A financial transition, Pt 5

(This is Part 5 of a series. Go back to Part 4.)

The triggering event this time could be any of a dozen things, ranging from a collapse in the dollar to a Chinese banking system failure to a terrorist attack.

However, the response of the U.S. Federal Reserve Board will almost certainly be exactly the same in any event. It will flood the system with liquidity.

Since recession or depression are considered unpalatable alternatives, the central banks of the world will most likely continue to inject fresh new liquidity into the financial system (staving off such a result) until, in the classic manner, they lose control of the process and price inflation enters the runaway stage.

Historically, this has been the result at other times when other governments faced overwhelming debt. The main difference this time is that the phenomenon is taking place globally and on a vastly larger scale.

The U.S. is the key player in this scenario because it has built up by far the largest debt structure. Paradoxically, this makes the U.S. economy the most fragile even though it is the wealthiest in the world and seems to be humming along at the moment.

But chaos theory has shown that huge 5-sigma and 10-sigma events—"avalanches"—can seem to come out of nowhere when a system has reached the critical state, and that in such a condition a systemic tsunami requires only a suitable triggering event to set it off.

Because the global financial system is now in such a critical state, it is highly likely that the world will see a series of such triggering events or crises, each of which will be met with a fresh and massive dose of liquidity.

Thus, too, it is very likely that the world will see erratic movements towards both recession and further price inflation.
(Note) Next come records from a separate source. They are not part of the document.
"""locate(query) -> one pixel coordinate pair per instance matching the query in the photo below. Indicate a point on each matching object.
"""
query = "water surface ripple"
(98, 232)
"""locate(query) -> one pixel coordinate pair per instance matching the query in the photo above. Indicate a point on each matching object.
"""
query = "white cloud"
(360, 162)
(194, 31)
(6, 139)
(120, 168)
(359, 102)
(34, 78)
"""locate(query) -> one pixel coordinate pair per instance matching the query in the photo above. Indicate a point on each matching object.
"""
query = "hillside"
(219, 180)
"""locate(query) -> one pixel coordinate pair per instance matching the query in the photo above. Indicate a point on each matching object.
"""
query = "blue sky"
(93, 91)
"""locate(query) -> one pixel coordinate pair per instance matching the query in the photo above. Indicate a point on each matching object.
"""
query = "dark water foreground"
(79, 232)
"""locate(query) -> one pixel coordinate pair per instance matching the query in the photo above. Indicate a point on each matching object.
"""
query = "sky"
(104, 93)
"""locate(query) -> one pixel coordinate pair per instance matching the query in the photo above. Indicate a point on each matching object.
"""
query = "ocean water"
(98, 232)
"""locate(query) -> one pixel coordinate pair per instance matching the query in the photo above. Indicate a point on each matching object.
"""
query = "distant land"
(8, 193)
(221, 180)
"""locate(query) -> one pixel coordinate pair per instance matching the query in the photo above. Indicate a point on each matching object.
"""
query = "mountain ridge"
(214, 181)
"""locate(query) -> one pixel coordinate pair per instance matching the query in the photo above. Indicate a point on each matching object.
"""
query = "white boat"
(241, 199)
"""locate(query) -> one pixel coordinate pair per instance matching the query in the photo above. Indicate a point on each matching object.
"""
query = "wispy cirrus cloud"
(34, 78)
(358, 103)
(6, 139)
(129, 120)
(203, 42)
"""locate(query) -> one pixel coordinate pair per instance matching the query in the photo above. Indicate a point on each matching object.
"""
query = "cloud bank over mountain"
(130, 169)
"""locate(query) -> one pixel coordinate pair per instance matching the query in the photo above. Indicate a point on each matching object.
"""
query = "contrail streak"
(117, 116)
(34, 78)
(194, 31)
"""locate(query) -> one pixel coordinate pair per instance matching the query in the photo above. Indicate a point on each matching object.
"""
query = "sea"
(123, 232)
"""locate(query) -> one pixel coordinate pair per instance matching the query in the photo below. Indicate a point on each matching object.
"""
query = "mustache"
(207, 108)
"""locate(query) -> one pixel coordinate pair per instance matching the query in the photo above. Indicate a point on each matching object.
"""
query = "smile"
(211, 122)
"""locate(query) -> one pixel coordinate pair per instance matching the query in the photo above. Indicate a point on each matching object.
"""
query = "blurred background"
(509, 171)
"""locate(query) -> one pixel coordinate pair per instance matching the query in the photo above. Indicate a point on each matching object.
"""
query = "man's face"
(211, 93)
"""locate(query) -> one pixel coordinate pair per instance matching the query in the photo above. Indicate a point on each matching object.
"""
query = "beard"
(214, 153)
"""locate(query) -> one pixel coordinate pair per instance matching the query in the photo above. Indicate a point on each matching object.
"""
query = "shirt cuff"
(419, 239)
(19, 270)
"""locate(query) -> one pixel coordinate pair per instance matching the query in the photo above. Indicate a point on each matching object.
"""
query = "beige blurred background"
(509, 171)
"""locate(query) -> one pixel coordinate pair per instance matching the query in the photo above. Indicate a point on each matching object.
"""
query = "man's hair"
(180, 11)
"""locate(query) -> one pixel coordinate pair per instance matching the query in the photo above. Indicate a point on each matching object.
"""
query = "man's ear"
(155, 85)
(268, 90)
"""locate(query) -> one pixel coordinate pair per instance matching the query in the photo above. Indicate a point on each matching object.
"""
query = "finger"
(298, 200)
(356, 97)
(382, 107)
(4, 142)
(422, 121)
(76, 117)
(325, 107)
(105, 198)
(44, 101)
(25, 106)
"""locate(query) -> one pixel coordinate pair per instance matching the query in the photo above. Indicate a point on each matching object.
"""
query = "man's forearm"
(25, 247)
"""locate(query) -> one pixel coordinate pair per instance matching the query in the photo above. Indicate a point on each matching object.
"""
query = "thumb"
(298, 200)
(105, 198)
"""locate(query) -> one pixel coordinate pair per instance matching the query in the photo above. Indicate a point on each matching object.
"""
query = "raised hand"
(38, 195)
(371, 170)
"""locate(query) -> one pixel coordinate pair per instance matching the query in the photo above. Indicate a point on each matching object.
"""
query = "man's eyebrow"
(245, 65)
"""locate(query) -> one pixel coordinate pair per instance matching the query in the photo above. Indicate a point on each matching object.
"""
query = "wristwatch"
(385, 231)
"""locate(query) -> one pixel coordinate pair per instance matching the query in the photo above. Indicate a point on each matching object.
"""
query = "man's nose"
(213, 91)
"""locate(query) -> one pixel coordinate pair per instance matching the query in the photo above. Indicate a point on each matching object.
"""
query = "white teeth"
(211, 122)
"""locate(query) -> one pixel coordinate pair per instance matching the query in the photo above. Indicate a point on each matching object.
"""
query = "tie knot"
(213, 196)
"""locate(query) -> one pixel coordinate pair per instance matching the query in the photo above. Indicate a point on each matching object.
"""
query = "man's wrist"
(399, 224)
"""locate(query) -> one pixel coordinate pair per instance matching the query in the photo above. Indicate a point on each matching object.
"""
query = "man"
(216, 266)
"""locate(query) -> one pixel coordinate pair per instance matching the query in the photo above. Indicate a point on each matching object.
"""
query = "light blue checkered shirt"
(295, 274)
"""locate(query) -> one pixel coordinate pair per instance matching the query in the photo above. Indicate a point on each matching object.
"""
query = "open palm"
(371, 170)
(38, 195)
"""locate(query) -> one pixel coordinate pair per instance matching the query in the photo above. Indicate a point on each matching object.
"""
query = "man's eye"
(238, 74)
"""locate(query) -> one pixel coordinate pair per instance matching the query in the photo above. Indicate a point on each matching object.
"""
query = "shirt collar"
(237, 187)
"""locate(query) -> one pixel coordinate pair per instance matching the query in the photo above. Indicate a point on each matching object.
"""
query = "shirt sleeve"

In the coming years the world will probably lurch between one and the other, and increasingly both,
in what's known as an inflationary depression.

But as the doses of liquidity become greater and more desperate it is likely that price inflation will become progressively greater until it enters the "runaway" stage known as hyperinflation.

Stocks, bonds and real estate, in real terms, will probably not do well in all this. As inflation climbs so will interest rates, causing these markets to enter a relentless decline. Before it's all over, all three will likely fall over 90% in real purchasing-power terms.

That may sound like fantasy-land, especially the part about housing falling perhaps 90% in real terms. Yet housing fell 80% during The Great Depression of the 1930s. Do we think it will be different this time? And
let's remember, the global credit bubble this time is an order of magnitude larger than it was back then.

Because the real estate market is much larger than the stock market, a collapse in the real estate bubble will
have particularly severe effects on the economy.

A bubble in real estate? The price-to-rent ratio, a kind of price/earnings ratio for housing, is 32% higher in the U.S. than its average of 1975-2000. In France, 46% higher. In Britain, Australia and Spain, 60% higher.

I'm looking at two charts at the moment. The one on the left is household stock holdings as a percentage of GDP from 1985 to 2000. It's a parabolic chart, a picture of a classic blow-off.

On the right is a chart of household real estate holdings as a percentage of GDP from 1995 to the present. The interesting thing is: the two charts look identical. The housing bubble on the right has now reached 140% of GDP—as the stock bubble on the left did in early 2000, just before it crashed.